My phone picked that minute to ring, and Memphis May Fire came blasting out of my pocket. I told my mom I had to go and wasted no time in running down the front steps. I felt like I was not only running away from her, but also from every bad thing that had ever happened in that house. Nash’s tattooed head was staring back at me from the face of my phone, so when I poked at it to answer the call I didn’t bother to fake a cheery greeting.

“ ’Sup, dude?”

“Where are you?”

I slid into the car and rested my head on the back of the driver’s seat. “I went to visit my mom. The old man has been on my case about setting him up with Artifice and I thought maybe for once I could just shut it down, but no. As usual, I just don’t understand, and she’s just going to let him run around on her and run her over. It f**king sucks.”

Nash knew my history with my folks better than the other guys. When I left as a teenager, he had been having his own issues at home with his mom and her richer-than-God new husband. Luckily, for both of us, Nash’s uncle Phil had been bound and determined to keep us out of jail and in school. He scooped us both up and, with a mixture of tough love and simple badassness, made us act right. No one went against Uncle Phil, and to this day he was our go-to grown-up when we couldn’t get our act together on our own.

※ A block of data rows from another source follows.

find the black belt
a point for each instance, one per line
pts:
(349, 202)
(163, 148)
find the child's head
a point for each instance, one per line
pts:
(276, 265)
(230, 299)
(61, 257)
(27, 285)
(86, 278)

“One of these days you’re just going to have to give up the ghost, Jet. It doesn’t make any sense to keep trying to pull her away from him if she’s dug in that deep.”

“I know, but she’s my mom and I can’t seem to stop.”

He muttered a swear word and I heard him talking to someone else. “We’re all going bowling. You should meet us at Lucky Strike on Sixteenth.”

“Why bowling?”

“Because football is over and Rule is pacing the apartment like a caged tiger. It’s driving me nuts. Rowdy will be there in twenty, plus they have beer. What else are we going to do on a Sunday?”

I really wasn’t in the mood, but hanging out by myself was sure to be a recipe for disaster in my current mood. “Did you call Cora and see if she wants to go? She’s been acting a little off the last couple days.”

“No answer. I left her a couple messages, though.”

I frowned because she had been home when I left, moping around the kitchen about something. The shop was closed on Sundays, so I knew she didn’t have to work, and it wasn’t like her to blow off a call from any of the guys.

“Let me swing by the house and see what’s going on with her, and then I’ll hit you back.”

“Sure thing. By the way, that was a real shit thing to pull last night at the show. Ayden is a down chick; you’re lucky she didn’t hang you up by your balls afterward.”

“I know. I apologized. We’re working on trying to figure something out.”

“Good, because if Rule doesn’t break you in half for messing with her, I will.”

I didn’t need him to warn me twice. She wasn’t a groupie, a stranger who no one cared if I blew off and forgot about from one heartbeat to the next. She was a girl that was woven into the fabric of our lives, into the pattern of our unit, and if I hurt her on purpose they wouldn’t let it go lightly. The ironic thing was that she was more than capable of taking care of herself and that the threats from the guys were completely unnecessary.